Elizabeth Dorothea Cole Bowen was the author of ten novels, over 100 short stories, one children’s book and countless reviews and magazine articles. She was read in volume in her lifetime; however, following her death in 1973, interest in Bowen declined. Her reputation and her place in literary history was revived in the latter part of the twentieth century following the publication of Victoria Glendinning’s biography, Elizabeth Bowen: Portrait of a Writer (1977), Hermione Lee’s Elizabeth Bowen (1981) and Andrew Bennett and Nicholas Royle’s study, Elizabeth Bowen and the Dissolution of the Novel (1995).
Bowen was born Dublin in 1899 to Anglo-Irish parents and spent the summers of her childhood at Bowen’s Court in County Cork, and her winters in the family home in Herbert Place in Dublin. In 1906 Bowen’s mother, Florence (née Colley), was advised to move away from her husband who had suffered a breakdown, so she and Bowen moved to England, settling on the south coast in Hythe. After her mother’s death in 1913, Bowen went to live with her aunt in Harpenden, Hertfordshire, and then attended Downe House, a boarding school in Kent. Bowen married Alan Cameron in 1923. He was an education administrator who, at that time, worked for Northamptonshire County Council, then in Oxford and later for the BBC (the British Broadcasting Company). When they lived in Oxford, Bowen became part of a circle which included, among others, Virginia Woolf, T. S. Eliot, Graham Greene, Rosamund Lehmann, and Rose Macaulay.

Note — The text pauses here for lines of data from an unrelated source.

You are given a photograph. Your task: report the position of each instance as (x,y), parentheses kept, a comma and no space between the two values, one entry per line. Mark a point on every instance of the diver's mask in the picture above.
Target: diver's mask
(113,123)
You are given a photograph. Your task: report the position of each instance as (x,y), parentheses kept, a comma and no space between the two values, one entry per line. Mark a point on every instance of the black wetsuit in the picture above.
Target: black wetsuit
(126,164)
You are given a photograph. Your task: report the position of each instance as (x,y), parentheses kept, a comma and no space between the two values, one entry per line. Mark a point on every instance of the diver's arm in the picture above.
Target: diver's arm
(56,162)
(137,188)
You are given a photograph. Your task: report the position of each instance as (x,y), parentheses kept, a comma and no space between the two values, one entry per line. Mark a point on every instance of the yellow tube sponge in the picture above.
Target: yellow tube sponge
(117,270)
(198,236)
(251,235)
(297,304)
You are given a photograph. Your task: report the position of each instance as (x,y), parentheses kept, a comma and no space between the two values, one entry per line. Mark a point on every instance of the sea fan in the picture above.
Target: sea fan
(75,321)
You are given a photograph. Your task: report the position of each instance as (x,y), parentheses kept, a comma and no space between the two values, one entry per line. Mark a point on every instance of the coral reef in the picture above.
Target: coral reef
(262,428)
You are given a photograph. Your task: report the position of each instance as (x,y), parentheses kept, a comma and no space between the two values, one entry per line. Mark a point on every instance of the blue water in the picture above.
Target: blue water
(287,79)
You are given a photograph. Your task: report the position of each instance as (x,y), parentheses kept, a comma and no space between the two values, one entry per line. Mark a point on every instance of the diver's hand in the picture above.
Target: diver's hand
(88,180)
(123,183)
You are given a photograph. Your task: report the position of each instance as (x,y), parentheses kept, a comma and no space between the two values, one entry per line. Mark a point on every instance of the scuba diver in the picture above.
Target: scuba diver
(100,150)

On her father’s death in 1930, Bowen inherited Bowen’s Court and then spent much of her time in both England and Ireland. She worked as an ARP (Air Raid Precaution) warden in London during the Second World War, and also provided reports to the British government on the neutrality of Ireland. After the end of the war, she travelled extensively, spending long periods in America, either working for the British Council or lecturing at a number of universities. In 1948 she was made a Companion of the British Empire and was also awarded honorary doctorates from Trinity College, Dublin and Oxford. Although Bowen had numerous affairs throughout her married life (most notably with Humphry House, Sean O’Faolain and the Canadian diplomat Charles Ritchie), when Alan Cameron died in 1953, Bowen was grief stricken.
The bibliography on this website will help to fill the many gaps in this very brief biography which does not do justice to Elizabeth Bowen, her life and her work, but I hope it provides a small introduction to the author.